Und dennoch, die physikalische Interpretation der Dunklen Energie ist weitgehend ungeklärt und ihre Existenz ist experimentell nicht nachgewiesen.

Seit Ende der 1990er Jahre weiß man, dass der Kosmos beschleunigt expandiert. Irgendwann zwischen Urknall und einer Epoche von vor sechs bis acht Milliarden Jahren muss das Universum von Abbremsen auf Beschleunigen umgeschaltet haben. Bis gegen Ende des letzten Jahrhunderts galt dann auch die Annahme der traditionellen Modelle, wonach die gegenseitige Gravitationsanziehung der (sichtbaren) Materie die Ausdehnung langsam abbremsen sollte. Doch das genaue Gegenteil ist der Fall, denn die Expansion des Kosmos beschleunigt sich. Um diese beobachtete beschleunigte Expansion zu erklären, wurde die Dunkle Energie 1998 als eine Verallgemeinerung der kosmologischen Konstanten eingeführt.
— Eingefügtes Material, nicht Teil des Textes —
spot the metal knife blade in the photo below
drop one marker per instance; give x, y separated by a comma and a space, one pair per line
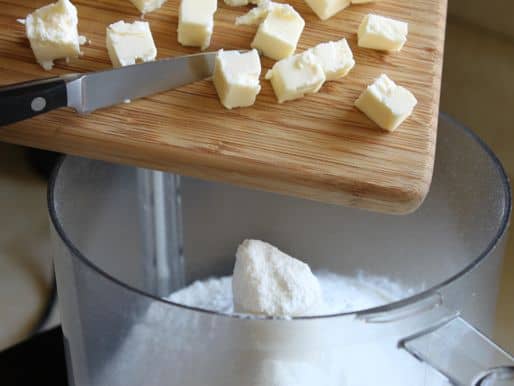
92, 91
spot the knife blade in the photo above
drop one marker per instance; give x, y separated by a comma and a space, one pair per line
91, 91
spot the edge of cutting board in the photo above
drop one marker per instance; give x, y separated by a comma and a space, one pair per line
262, 147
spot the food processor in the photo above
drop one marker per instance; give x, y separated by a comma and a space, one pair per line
125, 238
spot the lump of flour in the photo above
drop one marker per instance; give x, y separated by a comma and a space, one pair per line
267, 281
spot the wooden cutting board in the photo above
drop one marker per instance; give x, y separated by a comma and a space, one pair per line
319, 147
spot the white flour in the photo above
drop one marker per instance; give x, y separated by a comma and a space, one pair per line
267, 281
170, 346
340, 293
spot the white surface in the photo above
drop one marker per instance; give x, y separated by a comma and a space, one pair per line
382, 33
240, 3
146, 6
279, 29
269, 282
236, 77
327, 8
196, 22
128, 43
386, 103
25, 252
53, 34
336, 58
295, 76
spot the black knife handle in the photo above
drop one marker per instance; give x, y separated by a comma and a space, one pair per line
25, 100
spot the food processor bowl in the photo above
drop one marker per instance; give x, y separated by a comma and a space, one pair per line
124, 238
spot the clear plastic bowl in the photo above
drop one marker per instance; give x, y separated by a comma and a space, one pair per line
125, 237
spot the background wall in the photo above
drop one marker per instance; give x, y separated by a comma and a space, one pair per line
478, 90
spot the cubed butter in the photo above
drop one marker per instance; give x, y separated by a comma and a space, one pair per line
146, 6
295, 76
195, 22
236, 77
240, 3
52, 32
382, 33
385, 103
279, 30
327, 8
128, 43
336, 58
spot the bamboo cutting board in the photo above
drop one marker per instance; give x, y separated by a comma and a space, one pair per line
319, 147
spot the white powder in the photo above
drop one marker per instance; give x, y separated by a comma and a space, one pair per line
340, 293
268, 281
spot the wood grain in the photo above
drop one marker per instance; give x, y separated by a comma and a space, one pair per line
319, 147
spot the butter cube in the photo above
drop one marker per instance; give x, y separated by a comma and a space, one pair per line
146, 6
52, 32
385, 103
336, 58
295, 76
195, 22
279, 30
236, 77
327, 8
382, 33
128, 43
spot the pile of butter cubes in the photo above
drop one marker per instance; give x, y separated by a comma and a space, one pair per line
53, 34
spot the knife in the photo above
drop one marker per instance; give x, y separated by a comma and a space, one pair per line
91, 91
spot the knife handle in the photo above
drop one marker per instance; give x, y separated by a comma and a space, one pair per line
24, 100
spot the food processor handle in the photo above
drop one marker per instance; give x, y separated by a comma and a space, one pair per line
461, 353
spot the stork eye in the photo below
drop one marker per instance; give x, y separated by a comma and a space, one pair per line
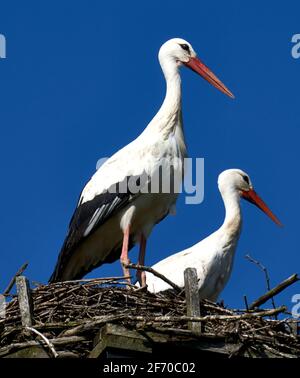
185, 47
246, 178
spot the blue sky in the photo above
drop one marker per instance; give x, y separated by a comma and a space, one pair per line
81, 80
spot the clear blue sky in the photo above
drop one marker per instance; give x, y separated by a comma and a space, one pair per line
81, 80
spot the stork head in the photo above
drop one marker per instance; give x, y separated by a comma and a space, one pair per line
238, 182
177, 51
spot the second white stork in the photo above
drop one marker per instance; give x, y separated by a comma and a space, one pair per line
213, 256
107, 221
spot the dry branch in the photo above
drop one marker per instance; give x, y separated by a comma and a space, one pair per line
276, 290
155, 273
13, 280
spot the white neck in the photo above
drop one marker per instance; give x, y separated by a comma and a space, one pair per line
233, 218
169, 115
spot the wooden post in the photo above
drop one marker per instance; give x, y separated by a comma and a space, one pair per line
25, 301
192, 298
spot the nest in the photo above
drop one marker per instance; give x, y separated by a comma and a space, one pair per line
68, 316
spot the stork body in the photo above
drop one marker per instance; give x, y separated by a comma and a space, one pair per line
213, 256
107, 221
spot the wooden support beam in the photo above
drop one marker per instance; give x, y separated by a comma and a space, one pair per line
192, 298
25, 301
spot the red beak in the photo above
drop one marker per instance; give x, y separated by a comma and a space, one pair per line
254, 198
196, 65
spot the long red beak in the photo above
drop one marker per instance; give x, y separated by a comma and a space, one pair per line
196, 65
254, 198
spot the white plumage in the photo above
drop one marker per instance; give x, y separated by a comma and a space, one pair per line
106, 225
213, 256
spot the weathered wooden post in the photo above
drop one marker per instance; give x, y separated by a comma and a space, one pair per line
25, 301
192, 298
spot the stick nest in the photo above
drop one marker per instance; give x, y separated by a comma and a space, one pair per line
70, 315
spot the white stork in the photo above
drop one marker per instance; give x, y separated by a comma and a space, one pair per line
213, 256
107, 221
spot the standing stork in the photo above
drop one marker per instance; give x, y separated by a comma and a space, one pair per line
107, 221
213, 256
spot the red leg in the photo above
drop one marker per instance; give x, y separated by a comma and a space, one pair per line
141, 275
124, 255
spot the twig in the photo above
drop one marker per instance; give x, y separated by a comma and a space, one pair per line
155, 273
56, 341
13, 280
264, 269
97, 321
90, 280
246, 303
47, 341
276, 290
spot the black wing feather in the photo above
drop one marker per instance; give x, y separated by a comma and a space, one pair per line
90, 215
Manche Wissenschaftler waren bislang der Meinung, dass diese Konstante ein Ad-hoc-Konstrukt sei, das keine tiefere Begründung für die zugrundeliegende Ursache liefere. Allerdings wurden in der Literatur in der Vergangenheit neben der Ablehnung auch Alternativmodelle der Konstanten diskutiert, die Erklärungsansätze zu den beobachteten Beschleunigungsbefunden liefern sollten. Eine dieser Alternativtheorien ist nun überzeugend widerlegt.

Die jetzt widerlegte Hypothese geht von der Annahme aus, dass die beobachtete beschleunigte Expansion des Universums tatsächlich gar nicht stattfindet. Sie soll vielmehr eine „Illusion“ darstellen, die aufgrund einer ungleichmäßigen Verteilung der Materie im Kosmos zustande kommt.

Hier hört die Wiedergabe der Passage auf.